Georgia's changing political landscape
Former Gov. Roy Barnes, the state’s last Democratic governor who served 1999-2003, said he, too, is a long-time supporter of the Georgia WIN List because of its unique position not only recruiting women but also training and guiding them into office. “It does no good to recruit good candidates if you do not train them on how to get elected and how to focus their message,” Barnes said. “The WIN List helps show them what resources are available and, particularly, how to use those resources.”
Walsh said the shifts in the composition of the General Assembly seem to be a culmination of increased activism and strong female leadership.
In 1999, Georgia ranked 32nd in the nation for the percentage of women in the state Legislature with 44 female legislators for 18.6%, according to the Center for American Women and Politics. In 2021, Georgia was ranked 19th with 33.5% women in the General Assembly, a 14.4% increase.
Of the 79 women in the Legislature, 19 are Republican and the rest are Democrats, including all 40 of the Black female lawmakers.
No Republican counterpart
Rep. Katie Dempsey, a Republican from Rome, Georgia, said she did not know of any equivalent organizations to elect GOP women to the Legislature. She said women in her party tend to live outside metro Atlanta, so it can be difficult for those with families to travel to the Capitol. She did not enter the House until 2007 after her children had grown up.

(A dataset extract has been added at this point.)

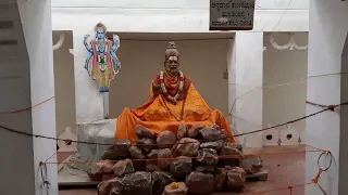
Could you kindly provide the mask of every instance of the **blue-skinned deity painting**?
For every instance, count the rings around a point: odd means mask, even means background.
[[[121,68],[116,56],[120,47],[119,36],[113,36],[113,43],[107,38],[107,27],[98,23],[95,27],[96,38],[89,43],[88,37],[84,37],[84,44],[88,51],[85,69],[90,77],[98,82],[101,93],[109,92],[110,82]]]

“Of the Republican women that I know, we all tend to balance family first up at the top of it, so when you have to travel a lot, that’s a little bit harder,” Dempsey said.
Eleven of the 19 GOP female legislators live outside of metro Atlanta.
Easters said her first goal was electing more women to the Legislature, but now she is starting to emphasize increasing the number of women holding statewide offices, such as secretary of state, attorney general and governor.
Rep. Jasmine Clark, a Democrat who has represented Lilburn since 2018, agreed women need to advance to the next level.
“It’s good, we’re making strides, and Black women are getting elected, but here in Georgia, that’s really only seen in one part of our overall government,” she said. “We need to see it more across the board, especially at the higher levels of government like in our statewide offices.”
This story comes to GPB through a reporting partnership with Fresh Take Georgia.